Le bondage, du verbe « to bond » attacher, est un ensemble de pratiques qui consiste à attacher autrui. A partir de ce terme peuvent se multiplier les combinaisons, avec pour facteurs les modèles attachés (genre, taille, corpulence, souplesse...), la façon d'attacher, les différentes techniques, ce qui permet d'attacher, l'utilisation d'autres accessoires (objets, meubles, anneau de suspension...) ou pas, le style de celui ou celle qui attache... Les déclinaisons sont donc infinies et nous ne vous proposons dans cette page que quelques informations, page ouverte vers une richesse à découvrir et à enrichir encore par sa propre pratique.

 

Vous trouverez ainsi dans ce dossier d'introduction des indications sur ce qu'est le bondage et les règles de base à appliquer avant d'attacher.
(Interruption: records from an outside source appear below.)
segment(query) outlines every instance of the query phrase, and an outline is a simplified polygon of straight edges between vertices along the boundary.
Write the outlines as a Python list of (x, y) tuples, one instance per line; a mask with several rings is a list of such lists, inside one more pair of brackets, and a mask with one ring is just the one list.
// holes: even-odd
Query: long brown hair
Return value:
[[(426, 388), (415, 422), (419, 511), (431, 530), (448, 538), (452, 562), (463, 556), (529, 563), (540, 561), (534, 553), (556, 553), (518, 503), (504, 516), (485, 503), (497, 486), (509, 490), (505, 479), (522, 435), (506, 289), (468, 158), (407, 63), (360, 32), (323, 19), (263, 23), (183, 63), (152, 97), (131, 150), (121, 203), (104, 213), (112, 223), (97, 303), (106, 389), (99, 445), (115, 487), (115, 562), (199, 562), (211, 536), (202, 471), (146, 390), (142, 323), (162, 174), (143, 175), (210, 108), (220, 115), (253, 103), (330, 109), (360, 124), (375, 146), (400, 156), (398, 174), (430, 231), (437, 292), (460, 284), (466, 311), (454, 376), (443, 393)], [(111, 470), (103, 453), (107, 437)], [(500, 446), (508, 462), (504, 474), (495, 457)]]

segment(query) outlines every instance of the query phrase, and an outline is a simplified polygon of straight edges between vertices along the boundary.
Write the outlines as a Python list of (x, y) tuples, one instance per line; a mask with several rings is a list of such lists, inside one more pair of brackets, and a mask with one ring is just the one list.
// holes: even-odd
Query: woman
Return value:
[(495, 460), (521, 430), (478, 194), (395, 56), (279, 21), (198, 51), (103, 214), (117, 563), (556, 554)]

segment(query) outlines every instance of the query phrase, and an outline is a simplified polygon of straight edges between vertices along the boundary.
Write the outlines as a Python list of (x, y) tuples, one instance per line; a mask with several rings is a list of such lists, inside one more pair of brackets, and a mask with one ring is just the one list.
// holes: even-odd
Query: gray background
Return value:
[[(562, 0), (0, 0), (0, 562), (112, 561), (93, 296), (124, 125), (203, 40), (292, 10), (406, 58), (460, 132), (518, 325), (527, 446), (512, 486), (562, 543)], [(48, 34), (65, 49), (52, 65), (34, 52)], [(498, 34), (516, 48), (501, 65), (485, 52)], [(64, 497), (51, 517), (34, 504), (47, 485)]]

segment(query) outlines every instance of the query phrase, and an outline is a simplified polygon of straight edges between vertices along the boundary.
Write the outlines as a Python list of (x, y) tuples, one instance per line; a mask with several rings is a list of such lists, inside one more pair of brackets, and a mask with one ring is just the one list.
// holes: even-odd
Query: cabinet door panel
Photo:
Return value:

Nous reviendrons ultérieurement sur le thème du bondage avec d'autres informations.

 

 

On distingue généralement deux types de bondage, dits occidentaux et orientaux (soit japonais, kinbaku, que l'on nomme communément shibari) qui diffèrent par leur esthétique. Le bondage japonais se centre sur les cordes et a une finalité esthétique (ses origines n'ont rien d'érotique, mais pour lire un historique puisque nous ne nous y attarderons pas, vous pouvez vous rendre ici par exemple) Le bondage occidental fait l'économie de moyen et de temps pour arriver à une posture de contrainte qui met l'accent sur les formes du corps. Le bondage est strict et ne permet pas de liberté de mouvement. Vous aurez sans doute en tête des photographies de Betty Page ou encore les liens qui entravent le personnage « Sweet Gwendoline » dessiné par John Willie.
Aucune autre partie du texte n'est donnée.